Panetta addresses Osprey, territory disputes in Japan visit

On a day that he began in Japan and is finishing in China, Defense Secretary Leon E. Panetta responded to questions on the U.S. deployment of V-22 Osprey tilt-rotor aircraft to Okinawa and the ongoing dispute between China and Japan over the Senkaku Islands.

The Osprey has been a controversial topic since the aircraft was first shipped to Japan in July, and thousands of Japanese have in recent weeks protested the aircraft’s use there. Panetta said Sept. 17 during a news conference with Japanese Defense Minister Satoshi Morimoto that the two countries have established a joint committee to resolve any questions about the Osprey’s safety.

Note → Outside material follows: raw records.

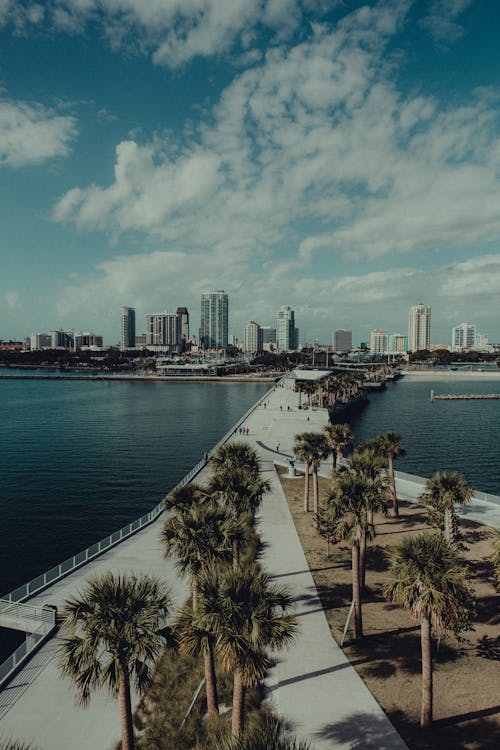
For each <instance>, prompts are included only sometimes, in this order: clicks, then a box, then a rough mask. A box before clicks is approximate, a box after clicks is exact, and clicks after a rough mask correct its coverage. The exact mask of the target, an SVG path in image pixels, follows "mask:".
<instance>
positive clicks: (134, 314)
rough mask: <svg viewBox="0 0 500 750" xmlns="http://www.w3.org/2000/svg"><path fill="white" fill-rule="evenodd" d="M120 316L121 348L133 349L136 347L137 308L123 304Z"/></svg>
mask: <svg viewBox="0 0 500 750" xmlns="http://www.w3.org/2000/svg"><path fill="white" fill-rule="evenodd" d="M120 318H121V329H120V349H133V348H134V347H135V309H134V308H133V307H126V306H125V305H122V306H121V307H120Z"/></svg>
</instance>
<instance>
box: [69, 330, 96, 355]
mask: <svg viewBox="0 0 500 750" xmlns="http://www.w3.org/2000/svg"><path fill="white" fill-rule="evenodd" d="M102 343H103V339H102V336H100V335H99V334H96V333H91V332H90V331H85V332H83V331H80V332H79V333H75V334H74V335H73V350H74V351H75V352H77V351H79V350H80V349H102Z"/></svg>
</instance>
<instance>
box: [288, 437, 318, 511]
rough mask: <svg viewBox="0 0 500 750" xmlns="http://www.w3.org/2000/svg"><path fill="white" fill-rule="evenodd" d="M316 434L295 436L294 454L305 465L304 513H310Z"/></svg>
mask: <svg viewBox="0 0 500 750" xmlns="http://www.w3.org/2000/svg"><path fill="white" fill-rule="evenodd" d="M313 435H315V433H314V432H302V433H301V434H300V435H295V440H294V444H293V449H292V450H293V452H294V455H295V457H296V458H297V460H298V461H301V462H303V463H304V464H305V476H304V479H305V484H304V513H309V472H310V470H311V460H312V458H311V453H312V451H311V436H313Z"/></svg>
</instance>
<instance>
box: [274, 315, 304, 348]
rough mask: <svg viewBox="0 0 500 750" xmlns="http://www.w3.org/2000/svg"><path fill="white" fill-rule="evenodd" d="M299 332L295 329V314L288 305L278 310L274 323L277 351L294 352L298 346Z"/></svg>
mask: <svg viewBox="0 0 500 750" xmlns="http://www.w3.org/2000/svg"><path fill="white" fill-rule="evenodd" d="M298 338H299V332H298V329H297V328H295V313H294V311H293V310H292V308H291V307H289V306H288V305H282V306H281V307H280V309H279V310H278V318H277V321H276V346H277V348H278V351H294V350H295V349H297V348H298V345H299V341H298Z"/></svg>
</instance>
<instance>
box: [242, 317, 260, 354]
mask: <svg viewBox="0 0 500 750" xmlns="http://www.w3.org/2000/svg"><path fill="white" fill-rule="evenodd" d="M263 348H264V345H263V332H262V328H261V327H260V325H259V324H258V323H256V322H255V320H250V321H249V322H248V323H247V324H246V326H245V331H244V334H243V351H244V352H245V354H258V353H259V352H261V351H263Z"/></svg>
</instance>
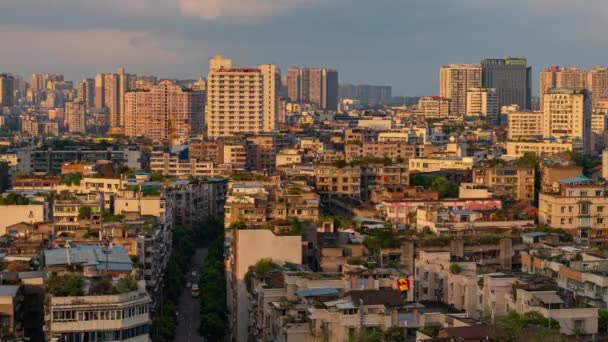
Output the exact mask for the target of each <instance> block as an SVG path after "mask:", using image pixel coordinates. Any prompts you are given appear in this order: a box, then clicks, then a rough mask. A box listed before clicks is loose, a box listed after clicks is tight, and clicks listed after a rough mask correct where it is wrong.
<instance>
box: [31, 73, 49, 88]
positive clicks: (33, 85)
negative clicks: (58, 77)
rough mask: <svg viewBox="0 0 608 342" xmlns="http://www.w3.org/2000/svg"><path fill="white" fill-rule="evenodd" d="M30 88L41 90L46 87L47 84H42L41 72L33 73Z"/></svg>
mask: <svg viewBox="0 0 608 342" xmlns="http://www.w3.org/2000/svg"><path fill="white" fill-rule="evenodd" d="M30 88H31V89H32V90H33V91H40V90H43V89H45V88H46V85H45V86H43V85H42V75H41V74H32V78H31V80H30Z"/></svg>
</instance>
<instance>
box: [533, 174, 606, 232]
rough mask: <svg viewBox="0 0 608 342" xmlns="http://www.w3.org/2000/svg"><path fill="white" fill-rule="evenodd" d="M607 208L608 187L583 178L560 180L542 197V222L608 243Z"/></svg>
mask: <svg viewBox="0 0 608 342" xmlns="http://www.w3.org/2000/svg"><path fill="white" fill-rule="evenodd" d="M607 208H608V196H607V195H606V184H605V183H602V182H597V181H593V180H590V179H588V178H586V177H585V176H582V175H580V176H578V177H575V178H568V179H562V180H559V182H558V183H555V185H554V187H553V189H552V190H551V191H550V192H541V193H540V195H539V203H538V221H539V223H540V224H545V225H547V226H550V227H553V228H562V229H565V230H566V231H568V232H569V233H570V234H572V235H573V236H576V237H579V238H581V239H583V240H587V241H594V240H595V239H598V240H604V239H606V236H607V235H608V234H607V233H606V231H607V230H606V229H608V218H607V217H606V210H607Z"/></svg>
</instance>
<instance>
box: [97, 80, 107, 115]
mask: <svg viewBox="0 0 608 342" xmlns="http://www.w3.org/2000/svg"><path fill="white" fill-rule="evenodd" d="M104 80H105V78H104V76H103V74H97V76H96V77H95V108H96V109H102V108H104V107H105V102H106V101H105V98H104V95H105V83H104Z"/></svg>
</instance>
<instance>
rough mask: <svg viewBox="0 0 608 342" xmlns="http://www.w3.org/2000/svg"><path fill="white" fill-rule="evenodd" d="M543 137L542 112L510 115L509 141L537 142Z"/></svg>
mask: <svg viewBox="0 0 608 342" xmlns="http://www.w3.org/2000/svg"><path fill="white" fill-rule="evenodd" d="M542 137H543V113H542V112H512V113H509V114H508V138H509V140H513V141H518V140H520V141H525V140H537V139H542Z"/></svg>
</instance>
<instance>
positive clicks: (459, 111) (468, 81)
mask: <svg viewBox="0 0 608 342" xmlns="http://www.w3.org/2000/svg"><path fill="white" fill-rule="evenodd" d="M470 88H481V65H479V64H450V65H444V66H442V67H441V69H440V70H439V96H441V97H443V98H446V99H449V100H451V108H450V111H451V112H452V114H458V115H460V116H462V115H465V114H466V113H467V90H468V89H470Z"/></svg>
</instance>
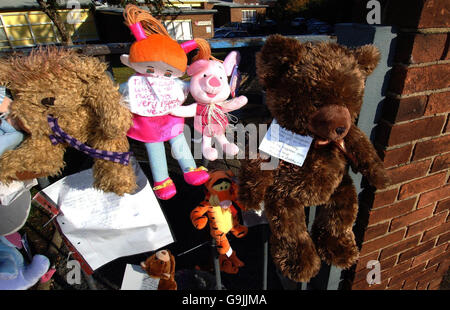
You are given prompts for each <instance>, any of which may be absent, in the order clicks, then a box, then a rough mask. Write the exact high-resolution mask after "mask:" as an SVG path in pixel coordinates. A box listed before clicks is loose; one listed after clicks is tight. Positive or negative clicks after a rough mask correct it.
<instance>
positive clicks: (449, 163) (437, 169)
mask: <svg viewBox="0 0 450 310" xmlns="http://www.w3.org/2000/svg"><path fill="white" fill-rule="evenodd" d="M449 168H450V153H447V154H444V155H441V156H436V158H435V159H434V161H433V165H432V166H431V172H436V171H441V170H447V169H449Z"/></svg>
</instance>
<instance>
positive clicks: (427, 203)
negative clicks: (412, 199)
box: [417, 184, 450, 208]
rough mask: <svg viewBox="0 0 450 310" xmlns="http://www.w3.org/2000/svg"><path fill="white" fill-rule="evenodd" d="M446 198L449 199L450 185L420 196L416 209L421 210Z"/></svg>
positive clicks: (426, 192)
mask: <svg viewBox="0 0 450 310" xmlns="http://www.w3.org/2000/svg"><path fill="white" fill-rule="evenodd" d="M447 197H450V184H448V185H445V186H443V187H440V188H437V189H433V190H431V191H429V192H426V193H423V194H421V195H420V198H419V202H418V203H417V208H421V207H423V206H426V205H429V204H430V203H433V202H435V201H439V200H442V199H445V198H447Z"/></svg>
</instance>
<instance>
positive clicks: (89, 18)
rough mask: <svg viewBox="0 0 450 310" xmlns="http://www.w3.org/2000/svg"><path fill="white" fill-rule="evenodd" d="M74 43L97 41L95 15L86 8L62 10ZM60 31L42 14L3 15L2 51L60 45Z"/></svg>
mask: <svg viewBox="0 0 450 310" xmlns="http://www.w3.org/2000/svg"><path fill="white" fill-rule="evenodd" d="M58 13H59V14H60V16H61V17H62V18H63V20H64V21H66V23H65V26H66V29H67V31H68V32H69V34H70V35H71V37H72V41H73V42H74V43H81V42H88V41H93V40H98V35H97V30H96V27H95V22H94V19H93V16H92V14H91V13H90V12H89V10H87V9H80V10H70V11H69V10H61V11H59V12H58ZM60 42H61V40H60V38H59V34H58V31H57V29H56V27H55V25H54V24H53V22H52V21H51V20H50V18H49V17H48V16H47V15H46V14H45V13H43V12H41V11H27V12H9V13H6V12H5V13H0V50H2V49H11V48H20V47H33V46H36V45H37V44H49V43H60Z"/></svg>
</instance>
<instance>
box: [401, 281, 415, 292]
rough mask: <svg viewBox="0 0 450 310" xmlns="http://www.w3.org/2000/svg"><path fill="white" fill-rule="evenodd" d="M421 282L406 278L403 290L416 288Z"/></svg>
mask: <svg viewBox="0 0 450 310" xmlns="http://www.w3.org/2000/svg"><path fill="white" fill-rule="evenodd" d="M418 283H419V282H416V281H409V280H406V281H405V283H404V284H403V287H402V289H403V290H415V289H416V287H417V284H418Z"/></svg>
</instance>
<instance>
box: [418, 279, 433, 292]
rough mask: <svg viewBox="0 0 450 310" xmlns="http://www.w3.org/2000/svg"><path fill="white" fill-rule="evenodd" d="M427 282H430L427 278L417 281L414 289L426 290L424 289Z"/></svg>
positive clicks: (427, 285) (428, 283)
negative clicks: (415, 287) (415, 288)
mask: <svg viewBox="0 0 450 310" xmlns="http://www.w3.org/2000/svg"><path fill="white" fill-rule="evenodd" d="M429 284H430V282H429V281H427V280H423V281H419V283H418V284H417V288H416V289H417V290H426V289H428V285H429Z"/></svg>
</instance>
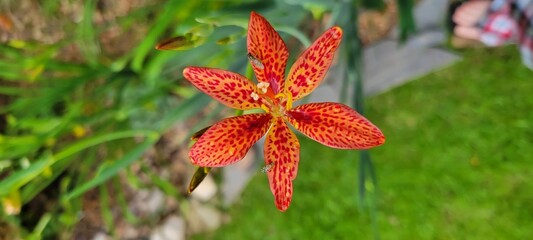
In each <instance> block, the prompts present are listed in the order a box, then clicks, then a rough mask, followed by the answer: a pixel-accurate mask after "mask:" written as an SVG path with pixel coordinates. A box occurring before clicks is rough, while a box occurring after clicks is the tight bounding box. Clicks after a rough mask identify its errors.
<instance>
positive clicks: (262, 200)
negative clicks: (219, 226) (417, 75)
mask: <svg viewBox="0 0 533 240" xmlns="http://www.w3.org/2000/svg"><path fill="white" fill-rule="evenodd" d="M464 57H465V60H464V61H462V62H460V63H458V64H456V65H454V66H452V67H449V68H447V69H444V70H441V71H437V72H435V73H432V74H429V75H427V76H424V77H422V78H420V79H417V80H414V81H412V82H410V83H407V84H405V85H403V86H401V87H398V88H396V89H394V90H392V91H390V92H387V93H384V94H381V95H378V96H375V97H372V98H370V99H368V102H367V116H368V118H369V119H371V120H372V121H373V122H374V123H375V124H376V125H377V126H379V127H380V128H381V129H382V130H383V132H384V133H385V135H386V137H387V142H386V143H385V145H383V146H381V147H379V148H376V149H373V150H372V151H371V153H372V157H373V160H374V163H375V166H376V170H377V174H378V182H379V192H378V200H377V208H378V213H377V221H378V228H379V234H380V236H381V238H382V239H533V228H532V223H533V183H532V181H533V166H532V163H533V72H531V71H529V70H527V69H526V68H525V67H523V66H522V65H521V63H520V60H519V56H518V54H517V50H516V48H506V49H498V50H483V49H481V50H470V51H468V52H466V53H465V54H464ZM299 139H300V140H301V147H302V152H301V161H300V167H299V171H298V177H297V178H296V180H295V187H294V188H295V189H294V197H293V200H292V204H291V206H290V208H289V209H288V211H287V212H285V213H281V212H279V211H278V210H277V209H276V207H275V206H274V201H273V196H272V194H271V193H270V190H269V187H268V181H267V178H266V175H264V174H258V175H257V176H256V177H255V178H254V179H253V180H252V182H250V184H249V185H248V187H247V189H246V190H245V192H244V194H243V196H242V198H241V201H240V202H239V203H238V204H236V205H235V206H233V207H232V208H231V209H230V210H229V211H230V215H231V222H230V223H229V224H227V225H225V226H223V227H222V228H221V229H219V230H217V231H215V232H212V233H209V234H205V235H197V236H195V238H196V239H204V238H208V239H373V231H372V224H371V220H370V217H369V215H368V213H367V212H366V211H362V210H361V208H359V206H358V204H357V191H358V189H357V167H358V159H357V157H354V156H357V154H353V152H350V151H341V150H334V149H331V148H327V147H323V146H321V145H320V144H317V143H315V142H313V141H311V140H308V139H305V138H304V137H303V136H299Z"/></svg>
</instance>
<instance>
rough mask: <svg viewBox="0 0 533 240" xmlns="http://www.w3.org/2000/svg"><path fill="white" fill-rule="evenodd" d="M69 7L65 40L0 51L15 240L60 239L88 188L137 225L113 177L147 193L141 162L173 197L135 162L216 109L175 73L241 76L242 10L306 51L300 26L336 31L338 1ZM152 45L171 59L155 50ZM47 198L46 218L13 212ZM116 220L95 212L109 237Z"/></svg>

The committee has made “very positive progress,” the secretary said. “What we will do is rely on their agreement … to proceed,” he added.

Panetta said he and other defense leaders will “do everything possible to try to assure the people involved here that the operations are safe.” He added he looks forward to moving forward with Osprey operations on Okinawa soon.

During the news conference and while visiting troops at Yokota Air Base, Panetta responded to questions about the dispute over the Senkaku Islands – known in China as the Diaoyu Islands. Reports from China say anti-Japanese protests involving the issue have broken out in several major cities in recent days.

The United States, in all cases of disputed territory involving Pacific waters, urges “calm and restraint on all sides,” the secretary said.

“United States policy with regards to these islands is well known, and obviously, we stand by our treaty obligations,” Panetta said. “But the United States, as a matter of policy, does not take a position with regards to competing sovereignty claims.”

It’s important that both sides in any dispute pursue diplomatic means to resolve differences, he added.

“These approaches have to based on clear principles – principles that relate to international rules and regulations and that have been consistently enunciated,” he said at the news conference. “It is in everybody’s interest for Japan and China to maintain good relations and to find a way to avoid further escalation.”

Later, Panetta expanded on this theme in response to a service member’s question during his talk with troops at Yokota Air Base immediately before he left for Beijing.

“The reason this is happening is because a lot of these countries look to these islands, look to the resources that are out there, look to offshore drilling, look to energy resources,” he said. “And so it’s going to become more competitive between countries as they face this issue.”

The U.S. stance, the secretary repeated, is to urge competing claimants to develop a process that will help them resolve such claims peacefully and according to international norms. The Association of Southeast Asian Nations has developed a code of conduct that can help to guide that development, he added.

“There is a danger that through provocation of one kind or another, we could have a blowup in any one of these issues,” he said. “And so it is the responsibility of those countries involved to try to resolve these issues peacefully.”